Site Security

Site Security

Aside from violent criminals, there isn’t any group of individuals more worthy of your despise than computer hackers.

Governments and businesses spend $1 trillion a year for global cyber security. According to a newly-released report sponsored by McAfee, global cyber crime is costing up to $500 billion each year, which is a heck of a lot of money and a drain on the global economy that matches drug trafficking.

In the US alone, as many as 500,000 jobs are lost each year from costs associated with hackers and hacking.

So what can you and your little WordPress site do to protect yourself from being hacked?

There are reputable companies like who will monitor your site 24 hours for suspicious activity, but there is a fee — definitely worth it if you have the budget, but for some small businesses that extra little bit a month is a luxury they can’t afford.

So for free, here are a few very simple steps to take that will help keep your site safe.

1. Everybody’s number one rule — choose a real password.

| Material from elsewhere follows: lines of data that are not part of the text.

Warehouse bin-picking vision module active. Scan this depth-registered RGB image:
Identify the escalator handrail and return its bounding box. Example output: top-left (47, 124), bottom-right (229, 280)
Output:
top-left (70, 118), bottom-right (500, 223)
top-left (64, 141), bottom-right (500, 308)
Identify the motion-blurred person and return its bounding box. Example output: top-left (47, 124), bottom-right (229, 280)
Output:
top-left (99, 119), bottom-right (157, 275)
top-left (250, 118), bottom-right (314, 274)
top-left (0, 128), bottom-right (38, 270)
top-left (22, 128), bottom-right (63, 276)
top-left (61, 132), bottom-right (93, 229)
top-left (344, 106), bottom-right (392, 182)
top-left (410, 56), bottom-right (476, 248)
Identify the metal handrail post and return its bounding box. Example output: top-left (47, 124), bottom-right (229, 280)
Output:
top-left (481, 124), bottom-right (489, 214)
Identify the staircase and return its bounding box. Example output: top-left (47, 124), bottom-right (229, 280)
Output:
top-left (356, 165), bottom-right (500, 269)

You may think choosing your grandma’s last name is great because no one knows it, but that’s not how it works. The hackers are using sophisticated techniques to crack passwords and of course start with “real” words, names etc. Choosing a password that is NOT a word and has a combination of symbols and numbers is your best bet.

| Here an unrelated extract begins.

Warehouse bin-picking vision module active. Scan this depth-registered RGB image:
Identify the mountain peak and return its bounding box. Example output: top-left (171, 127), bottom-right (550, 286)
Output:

2. Don’t use “admin” as your user account name. Change it immediately and make it unique but memorable. WordPress will let you choose an alias that shows on the site so even if you use something that doesn’t sound human to sign in, your public will see the name that you choose for them to see.

3. Download limit login attempts plugin immediately. Before you do make sure you have written your admin and password down and stored them in a safe place, but what the limit login does is lock a user out for repeatedly choosing the wrong login information. It seems so simple but it’s an effective tool. I get the email alerts all the time that an ip address from China or Russia or even Bakersfield has been locked out of my site for repeated incorrect attempts.

4. Download a security plugin — it’s free and even if you just keep the default settings it will go a long way in keeping your site safe.

So, there are many, many more actions you can take that will protect your site, but from my experience working with small business, if it isn’t easy, they may not do it (which is human nature), but these four tips alone are easy and will make a huge difference in your site’s security.